Andrew J. Ferguson will report to South Bass Island in March as the park's new superintendent. He works at Cumberland Island National Seashore, located at Georgia's extreme southeastern corner near Jacksonville, Fla.
"Andy's expertise in community relations and his broad background in park operations will serve him well in his new assignment," National Park Service Midwest Regional Director Ernie Quintana stated in a news release.
Ferguson replaces Ralph Moore, who took over the Put-in-Bay park in June 2000. Moore was reassigned in May as superintendent of Scott's Bluff and Agate Fossil Beds national monuments in western Nebraska.
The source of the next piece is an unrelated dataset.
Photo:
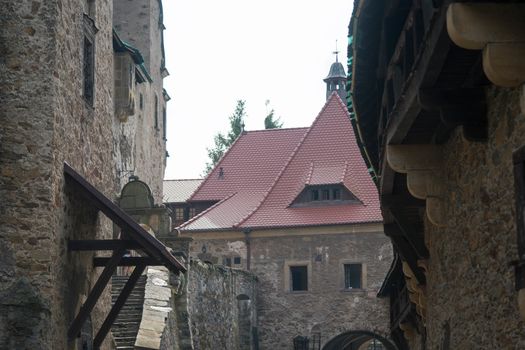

Chief Ranger Gerard Altoff is serving as acting superintendent until Ferguson's arrival.
Ferguson earned college degrees at the University of California and University of Idaho before joining the Peace Corps as a national park planner in Nicaragua. He then served federal stints across the western United States as outdoor recreation planner at Henry Mountain Resource Area in Utah; district ranger at Capitol Reef National Monument in Utah; subdistrict ranger at Glen Canyon National Recreation Area in Arizona; and district ranger at Big Bend National Park in Texas.
He then served as concessions management specialist at Havasu Resource Area in Arizona before taking that same role at Lake Mead National Recreation Area in Nevada.
He became management analyst at Cumberland Island National Seashore in 1998.
The superintendent's job at Perry's Victory and International Peace Memorial is considered a stepping stone to larger NPS facilities.
The park saw a number of significant capital upgrades under Moore's watch, most notably the $2.5 million visitors center on Toledo Avenue that opened in May 2002.
A $450,000 construction project inside the monument during winter 2001-02 represented the park's first full-scale effort to combat structural cracking.